# Expat market in Albox?



## fastlos (Dec 6, 2011)

Hello All,

Does anyone know of the mercadillo in Albox that has lots of British sellers and goods? I believe it's held at a British owned bar. 

Thanks so much!

Carlos


----------



## thrax (Nov 13, 2008)

I don't know of it but try: Mercadillo de Albox


----------



## gus-lopez (Jan 4, 2010)

I think you are talking about the Saturday ' carboot' ( rastro) sale held at the Bar International'. 
The bar has never been run by British . Originally run by a chap called Hugo , who I believe was from south america, & a very successful restaurant& bar it was. So good that the owner kept putting the rent up, like they do, 'tilll in the end Hugo went & opened up somewhere else. 
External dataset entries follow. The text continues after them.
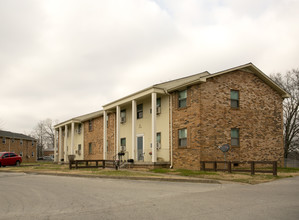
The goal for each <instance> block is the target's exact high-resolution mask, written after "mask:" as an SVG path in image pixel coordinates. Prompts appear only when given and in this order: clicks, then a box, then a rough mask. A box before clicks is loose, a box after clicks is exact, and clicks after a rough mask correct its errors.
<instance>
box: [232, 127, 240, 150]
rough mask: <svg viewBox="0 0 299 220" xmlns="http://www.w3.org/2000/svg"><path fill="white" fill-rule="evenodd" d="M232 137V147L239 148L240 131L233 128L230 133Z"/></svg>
mask: <svg viewBox="0 0 299 220" xmlns="http://www.w3.org/2000/svg"><path fill="white" fill-rule="evenodd" d="M230 136H231V145H232V146H236V147H239V146H240V138H239V129H238V128H232V129H231V131H230Z"/></svg>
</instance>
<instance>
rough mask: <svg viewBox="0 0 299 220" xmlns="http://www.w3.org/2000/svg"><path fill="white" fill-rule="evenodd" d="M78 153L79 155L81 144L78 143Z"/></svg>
mask: <svg viewBox="0 0 299 220" xmlns="http://www.w3.org/2000/svg"><path fill="white" fill-rule="evenodd" d="M78 154H79V155H81V144H78Z"/></svg>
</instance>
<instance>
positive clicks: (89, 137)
mask: <svg viewBox="0 0 299 220" xmlns="http://www.w3.org/2000/svg"><path fill="white" fill-rule="evenodd" d="M91 121H92V130H89V121H85V122H84V159H85V160H102V159H103V116H101V117H97V118H94V119H91ZM89 143H91V146H92V151H91V152H89Z"/></svg>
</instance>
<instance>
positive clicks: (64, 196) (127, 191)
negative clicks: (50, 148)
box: [0, 172, 299, 220]
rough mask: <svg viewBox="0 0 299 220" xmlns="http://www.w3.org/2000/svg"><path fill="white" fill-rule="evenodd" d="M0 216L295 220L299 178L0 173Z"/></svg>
mask: <svg viewBox="0 0 299 220" xmlns="http://www.w3.org/2000/svg"><path fill="white" fill-rule="evenodd" d="M0 219H84V220H88V219H255V220H258V219H296V220H297V219H299V177H295V178H288V179H282V180H278V181H275V182H270V183H264V184H259V185H247V184H238V183H224V184H206V183H182V182H163V181H161V182H159V181H141V180H138V181H136V180H135V181H134V180H118V179H101V178H82V177H61V176H47V175H33V174H24V173H6V172H0Z"/></svg>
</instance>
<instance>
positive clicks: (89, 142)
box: [88, 142, 92, 154]
mask: <svg viewBox="0 0 299 220" xmlns="http://www.w3.org/2000/svg"><path fill="white" fill-rule="evenodd" d="M88 154H92V142H89V143H88Z"/></svg>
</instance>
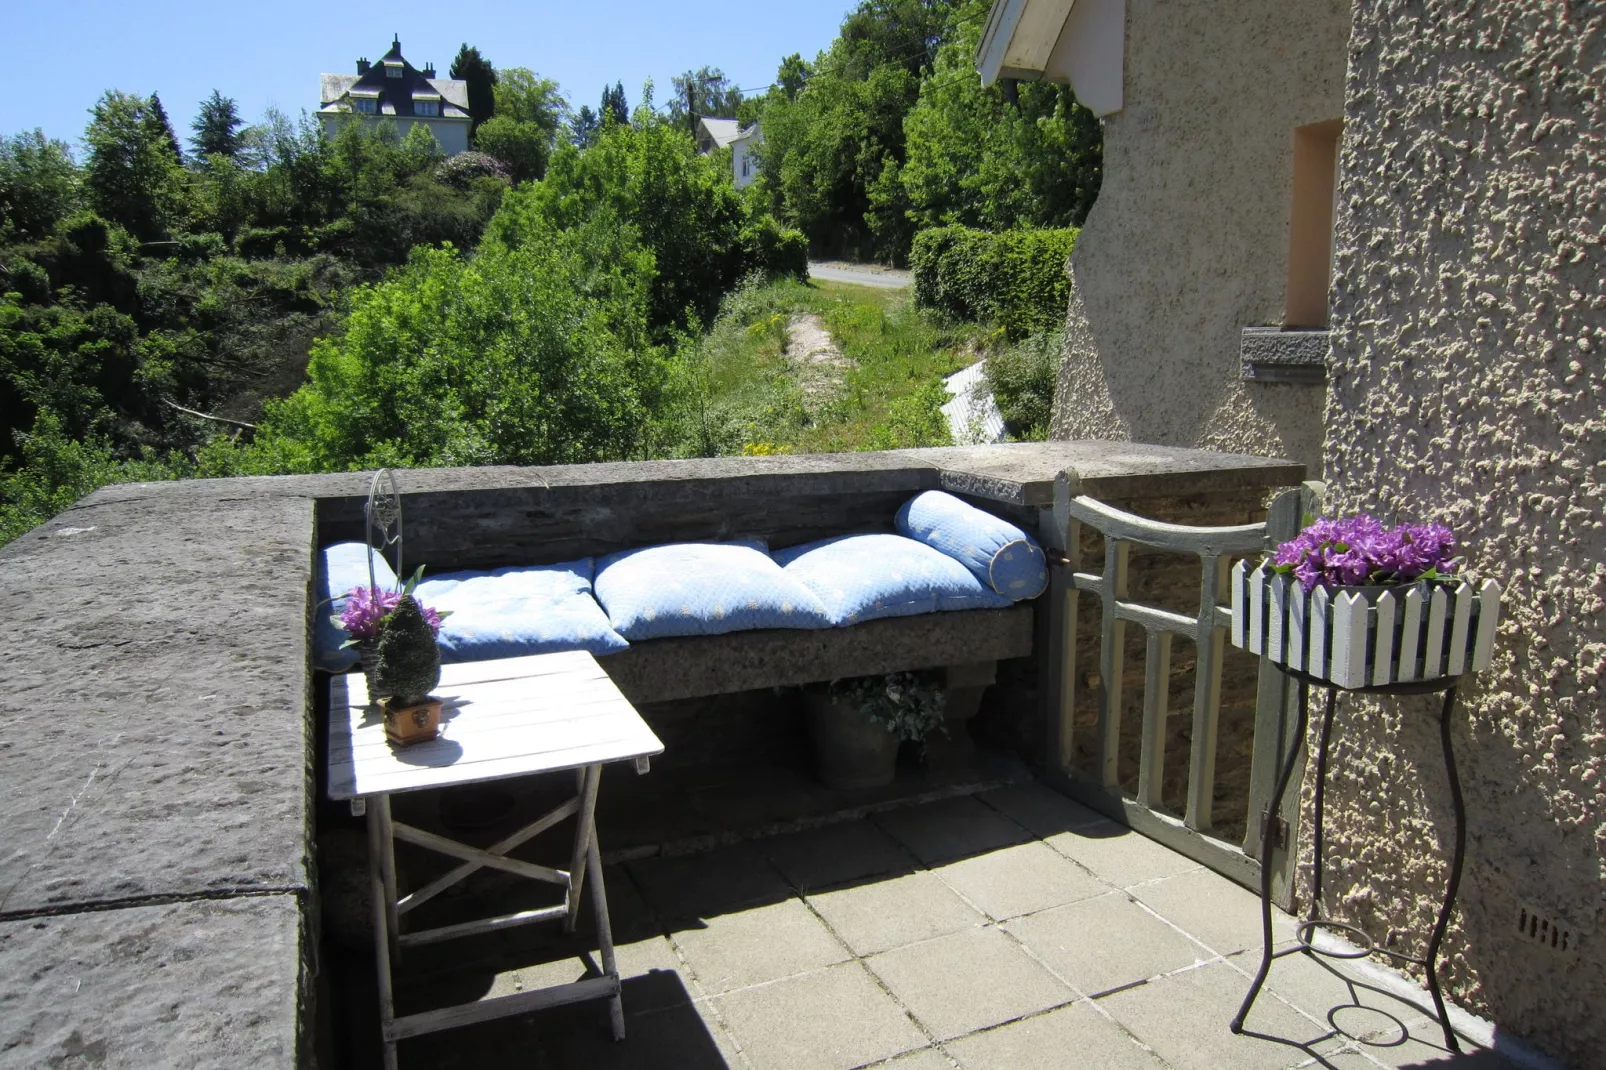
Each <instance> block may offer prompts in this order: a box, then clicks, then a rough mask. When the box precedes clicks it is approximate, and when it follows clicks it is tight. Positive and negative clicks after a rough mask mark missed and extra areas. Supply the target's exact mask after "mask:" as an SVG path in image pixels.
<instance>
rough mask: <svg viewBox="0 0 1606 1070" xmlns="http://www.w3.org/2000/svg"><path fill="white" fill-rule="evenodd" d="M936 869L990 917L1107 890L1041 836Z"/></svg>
mask: <svg viewBox="0 0 1606 1070" xmlns="http://www.w3.org/2000/svg"><path fill="white" fill-rule="evenodd" d="M935 872H936V876H938V877H941V879H943V882H944V884H948V885H949V887H952V888H954V890H956V892H959V893H960V895H964V896H965V898H967V900H970V901H972V903H975V905H976V906H980V908H981V909H984V911H986V913H988V914H989V916H991V917H993V919H994V921H1004V919H1005V917H1018V916H1021V914H1033V913H1036V911H1042V909H1049V908H1050V906H1063V905H1066V903H1076V901H1079V900H1087V898H1092V896H1095V895H1103V893H1107V892H1108V890H1110V885H1108V884H1105V882H1103V880H1099V879H1097V877H1094V876H1090V874H1089V872H1087V871H1086V869H1082V868H1081V866H1078V864H1076V863H1073V861H1071V860H1068V858H1066V856H1065V855H1060V853H1058V852H1055V850H1054V848H1052V847H1049V845H1047V843H1041V842H1033V843H1021V845H1020V847H1004V848H999V850H996V852H988V853H984V855H973V856H970V858H962V860H959V861H954V863H948V864H946V866H940V868H938V869H936V871H935Z"/></svg>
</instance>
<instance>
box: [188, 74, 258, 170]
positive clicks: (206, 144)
mask: <svg viewBox="0 0 1606 1070" xmlns="http://www.w3.org/2000/svg"><path fill="white" fill-rule="evenodd" d="M243 125H246V124H244V120H243V119H241V117H239V108H236V104H234V101H233V98H230V96H223V95H222V93H218V92H217V90H212V95H210V96H207V98H206V100H204V101H201V111H199V112H198V114H196V119H194V122H191V124H190V129H191V130H194V137H191V138H190V146H191V148H193V149H194V154H196V157H198V159H206V157H207V156H228V157H230V159H233V157H234V154H236V153H239V129H241V127H243Z"/></svg>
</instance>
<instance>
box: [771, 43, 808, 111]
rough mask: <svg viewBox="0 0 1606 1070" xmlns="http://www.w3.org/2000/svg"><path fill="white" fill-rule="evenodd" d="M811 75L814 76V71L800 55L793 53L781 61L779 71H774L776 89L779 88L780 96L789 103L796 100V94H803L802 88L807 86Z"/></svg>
mask: <svg viewBox="0 0 1606 1070" xmlns="http://www.w3.org/2000/svg"><path fill="white" fill-rule="evenodd" d="M811 74H814V69H813V67H811V66H809V64H808V61H805V59H803V56H801V55H800V53H795V51H793V53H792V55H790V56H787V58H785V59H782V61H781V69H779V71H776V88H779V90H781V93H782V96H785V98H787V100H789V101H793V100H797V98H798V93H801V92H803V87H805V85H808V79H809V76H811Z"/></svg>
I believe the owner , or his daughter then ran it but was useless. Apparently it has just re-opened last week with a local family running it , Spanish husband American wife, who I believe is a local school teacher. The car boot runs every saturday & hasn't really been affected. 
If Owdoggy sees this he can shed a bit more light as he is local to the area.

There is also now on the opposite side of the road a saturday market ( used to be sundays as well originally ) . Los Llanos (?) I believe it's called ?


----------



## fastlos (Dec 6, 2011)

Hey, thank you so much! I appreciate the info. Have a great night!

Carlos


----------